# I'm a lost cause



## jewelslette (Mar 1, 2016)

Well, I survive the first week with my 5 Cornish and one jk....so, I did what it sounds like everyone does... I went and got a dozen more! Now I have 13 baby egg layers and 5 giant babies. I'm doomed!


----------



## nannypattyrn (Aug 23, 2015)

Join the rest of the doomed then!!


----------



## seminole wind (Aug 22, 2015)

This is the forum of Lost cause Chicken addict People! How cute. Did you build a coop and pen yet?


----------



## jewelslette (Mar 1, 2016)

I have a coop already and bought the materials for my run today. Probably will have the wood all cut tomorrow and the run assembled by next weekend.


----------



## Kristi (Feb 28, 2016)

Aw that's awesome! Congrats!


----------



## chickenqueen (Jan 9, 2016)

Adorable chicks!Just know this;you're in good company!


----------



## seminole wind (Aug 22, 2015)

jewelslette said:


> I have a coop already and bought the materials for my run today. Probably will have the wood all cut tomorrow and the run assembled by next weekend.
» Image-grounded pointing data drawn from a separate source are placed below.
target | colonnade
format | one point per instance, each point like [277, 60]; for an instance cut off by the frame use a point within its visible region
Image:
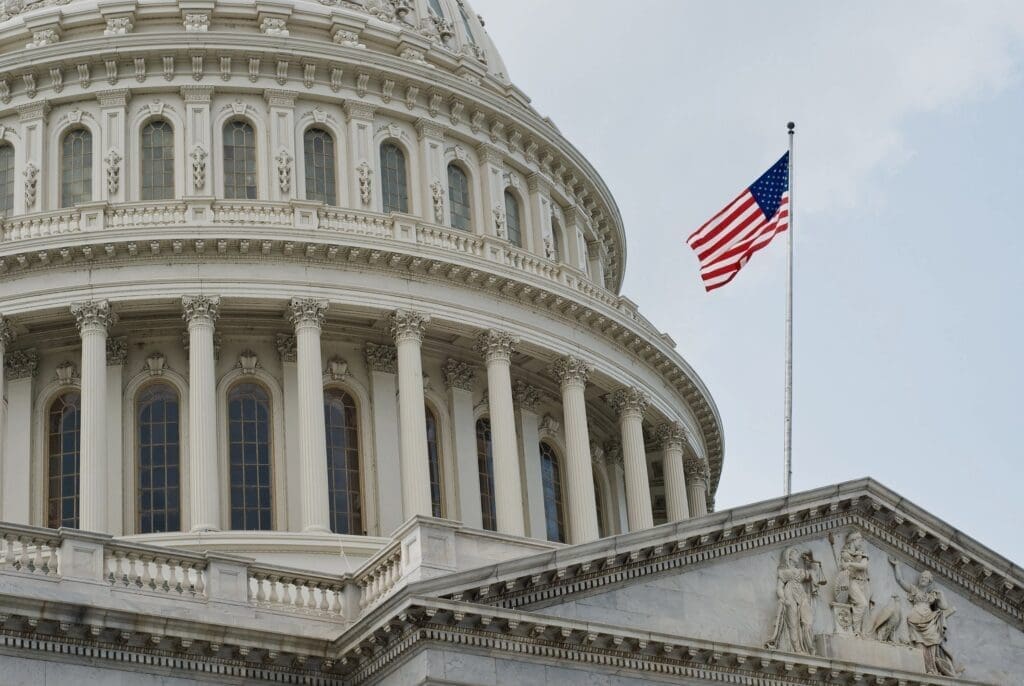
[686, 475]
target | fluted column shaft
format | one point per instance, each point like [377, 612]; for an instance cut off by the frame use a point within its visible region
[204, 477]
[307, 315]
[676, 500]
[93, 318]
[630, 404]
[497, 346]
[572, 374]
[408, 329]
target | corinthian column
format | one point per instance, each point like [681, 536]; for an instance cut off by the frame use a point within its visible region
[204, 483]
[630, 404]
[672, 437]
[307, 315]
[408, 328]
[497, 346]
[697, 476]
[93, 318]
[572, 374]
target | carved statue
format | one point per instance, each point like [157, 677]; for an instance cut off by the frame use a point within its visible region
[799, 579]
[929, 611]
[853, 585]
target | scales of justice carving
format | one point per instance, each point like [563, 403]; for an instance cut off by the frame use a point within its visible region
[924, 627]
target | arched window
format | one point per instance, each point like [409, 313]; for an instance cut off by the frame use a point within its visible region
[64, 438]
[240, 161]
[434, 461]
[159, 460]
[485, 467]
[459, 198]
[249, 448]
[512, 219]
[554, 508]
[322, 182]
[6, 180]
[158, 161]
[393, 179]
[344, 486]
[76, 168]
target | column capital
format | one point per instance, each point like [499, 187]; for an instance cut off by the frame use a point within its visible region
[22, 363]
[201, 308]
[459, 375]
[7, 335]
[93, 313]
[496, 344]
[407, 325]
[117, 351]
[307, 311]
[569, 370]
[382, 358]
[628, 400]
[671, 434]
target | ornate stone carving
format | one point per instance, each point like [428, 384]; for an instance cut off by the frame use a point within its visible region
[497, 344]
[927, 622]
[408, 325]
[200, 307]
[31, 184]
[799, 577]
[117, 351]
[93, 313]
[437, 193]
[366, 183]
[628, 400]
[156, 365]
[307, 310]
[22, 363]
[382, 357]
[570, 370]
[287, 347]
[113, 161]
[526, 396]
[459, 375]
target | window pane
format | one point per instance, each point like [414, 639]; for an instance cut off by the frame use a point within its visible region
[249, 457]
[158, 459]
[76, 168]
[393, 180]
[158, 161]
[459, 199]
[318, 147]
[344, 484]
[65, 431]
[240, 161]
[512, 219]
[485, 467]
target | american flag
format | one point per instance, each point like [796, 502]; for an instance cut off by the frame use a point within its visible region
[727, 241]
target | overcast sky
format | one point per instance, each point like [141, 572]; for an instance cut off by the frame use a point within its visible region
[909, 280]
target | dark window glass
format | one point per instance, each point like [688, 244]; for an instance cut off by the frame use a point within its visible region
[485, 467]
[159, 460]
[76, 168]
[240, 161]
[554, 510]
[249, 447]
[344, 486]
[6, 180]
[158, 161]
[434, 462]
[395, 189]
[512, 219]
[64, 437]
[321, 180]
[459, 199]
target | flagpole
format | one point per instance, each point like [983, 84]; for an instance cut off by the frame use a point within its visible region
[787, 442]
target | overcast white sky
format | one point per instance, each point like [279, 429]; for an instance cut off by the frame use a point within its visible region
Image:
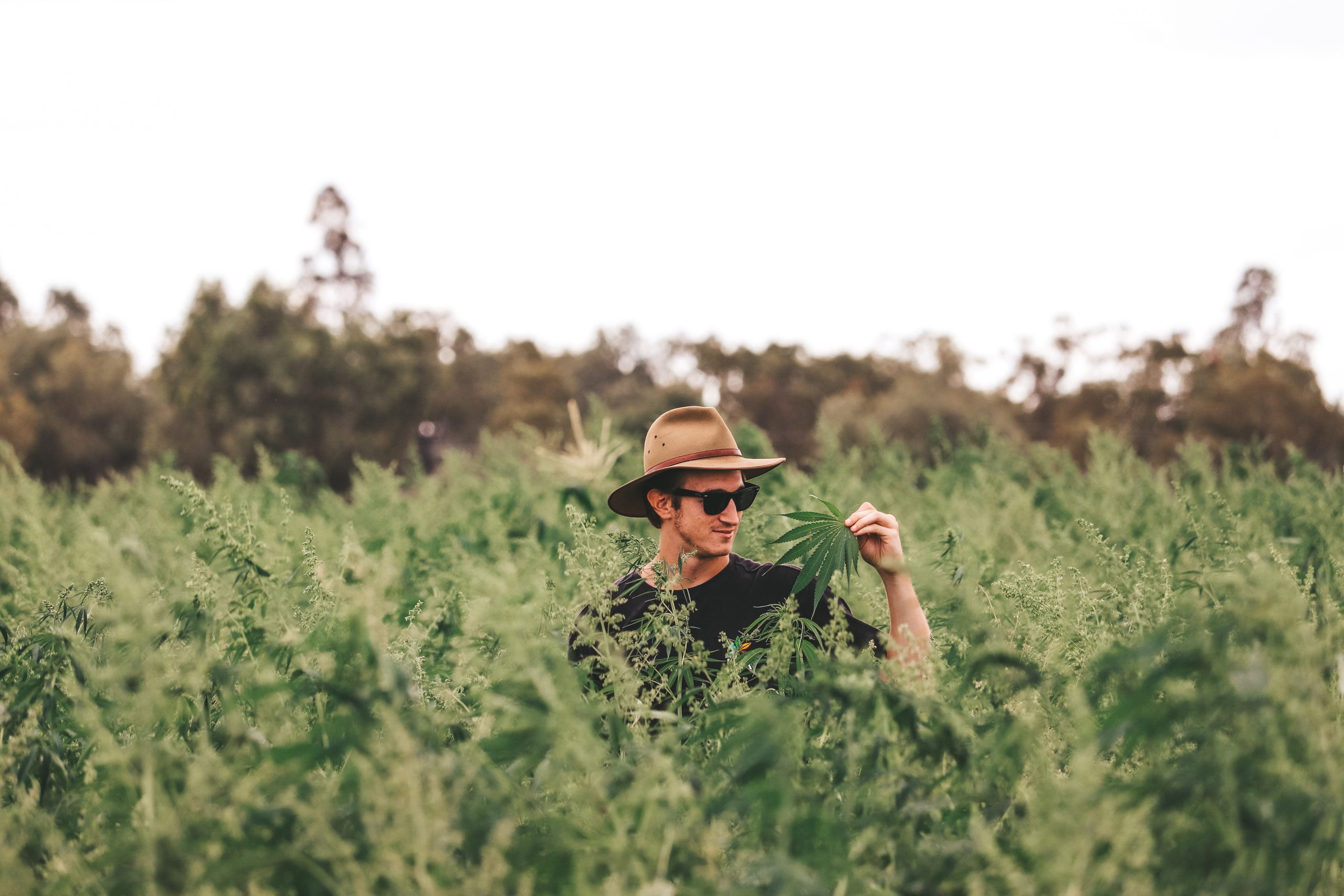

Great! I know you'll take a picture, right?


----------



## jewelslette (Mar 1, 2016)

For you, anything!


----------



## zamora (May 26, 2015)

Y'all are enablers and I'm having a difficult time trying not to relapse. Congrats on the new kiddos.


----------



## jewelslette (Mar 1, 2016)

List one of the rir a couple of nights ago. No obvious reason. It was 3 days old. Otherwise all is going well. I swear I heard a noise that had the makings of a rooster crow early this morning. It wasn't sophisticated enough to be a real crow sound, but the eldest are < 2 weeks old! How can that be??


----------



## seminole wind (Aug 22, 2015)

Three days is when they usually run out of stored food. How sad


----------



## nannypattyrn (Aug 23, 2015)

Jewelslette, I just lost a little 3 day old BR for no reason, too. I think there had to be some unseen congenital defect.


----------



## jewelslette (Mar 1, 2016)

Nanny I'm sorry for your loss. Hopefully that will be our only unexpected cull this spring!


----------



## seminole wind (Aug 22, 2015)

I ALWAYS tell people to grind down the crumbles. I've had my first chick ever die at 5 days and I concluded that her could not eat . Then I've had a flock of 9 Polish who I watched and they were doing the same thing. ground down the feed they would . I always do it now for everyone.


----------